Title: SaTE: Low-Latency Traffic Engineering for Satellite Networks
Authors: Hao Wu, Yizhan Han, Mohit Rajpal (National University of Singapore); Qizhen Zhang (University of Toronto); Jingxian Wang (National University of Singapore)
Scribe: Siyong Huang (Xiamen University)
Introduction
This paper studies the problem of traffic engineering (TE) in large-scale Low-Earth-Orbit (LEO) satellite constellations, such as Starlink. The challenge is that unlike terrestrial WANs with relatively static topologies, satellite networks experience extremely rapid topology changes (as frequent as every 70 ms) and fluctuating traffic demands. Existing TE algorithms designed for WANs are too slow (taking seconds to minutes) and cannot adapt to dynamic satellite environments, while current learning-based TE approaches require frequent retraining and consume excessive GPU memory. Solving this problem is important and interesting because satellite networks are rapidly expanding, supporting millions of users and critical services like internet access, IoT connectivity, and global communication. Efficient low-latency TE is crucial to ensure high throughput and reliable service delivery.
Key Idea and Contribution
The authors propose SaTE, a low-latency traffic engineering algorithm tailored for dynamic satellite constellations. The key idea is to model the TE problem using a heterogeneous graph representation that captures satellites, traffic demands, paths, and inter-satellite links. Unlike prior works that require additional DNN layers, SaTE uses only Graph Neural Networks (GNNs), enabling generalization to unseen topologies without retraining.
SaTE also introduces dataset pruning techniques that effectively reduce training overhead. By removing idle paths and traffic in sparsely populated regions, as well as leveraging structural similarities among topologies to train on a smaller set of representative snapshots, SaTE is able to shrink the dataset size from hundreds of gigabytes to just a few megabytes. These innovations make it feasible to train on commercial GPUs while still maintaining high model accuracy.
Evaluation
The authors evaluate SaTE on large-scale simulations of the Starlink constellation with 4,236 satellites, and the results are striking. SaTE achieves a computation latency of just 17 ms, representing a 2738× speedup over commercial solvers. In terms of throughput, it is able to satisfy at least 11% more traffic demand, with an average improvement of 23.5% compared to state-of-the-art methods. Moreover, SaTE demonstrates strong generalizability, successfully adapting to unseen topologies and scales while outperforming both heuristic and learning-based baselines. These findings are significant because they show that real-time traffic engineering is not only feasible in highly dynamic satellite networks but also capable of overcoming the limitations of existing approaches, thereby paving the way for scalable and efficient satellite internet systems.
Personal Thoughts
I find SaTE’s design elegant and pragmatic. By carefully modeling the TE problem as a heterogeneous graph, the authors manage to eliminate the need for costly retraining and avoid the scalability limitations of hybrid GNN+DNN designs. The pruning methods are particularly clever, making the solution feasible for extremely large constellations.
That said, some open questions remain. First, SaTE currently relies on supervised training with labels from commercial solvers, which may limit adaptability in scenarios where ground truth is hard to obtain.

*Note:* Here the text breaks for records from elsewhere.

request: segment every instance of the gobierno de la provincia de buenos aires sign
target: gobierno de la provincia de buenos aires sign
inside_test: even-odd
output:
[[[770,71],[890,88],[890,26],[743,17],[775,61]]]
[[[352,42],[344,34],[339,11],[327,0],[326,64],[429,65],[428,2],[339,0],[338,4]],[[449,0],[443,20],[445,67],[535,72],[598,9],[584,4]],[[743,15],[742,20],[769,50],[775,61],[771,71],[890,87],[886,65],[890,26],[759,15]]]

Second, the paper primarily evaluates throughput; other objectives such as fairness, latency guarantees, or resilience to link failures could be interesting to explore. Lastly, while SaTE shows promise in simulations, its performance in real-world satellite networks with unpredictable failures and noisy measurements remains to be validated.
Overall, I think this paper makes a strong and timely contribution to the field of satellite networking, bridging machine learning and traffic engineering in a practical way.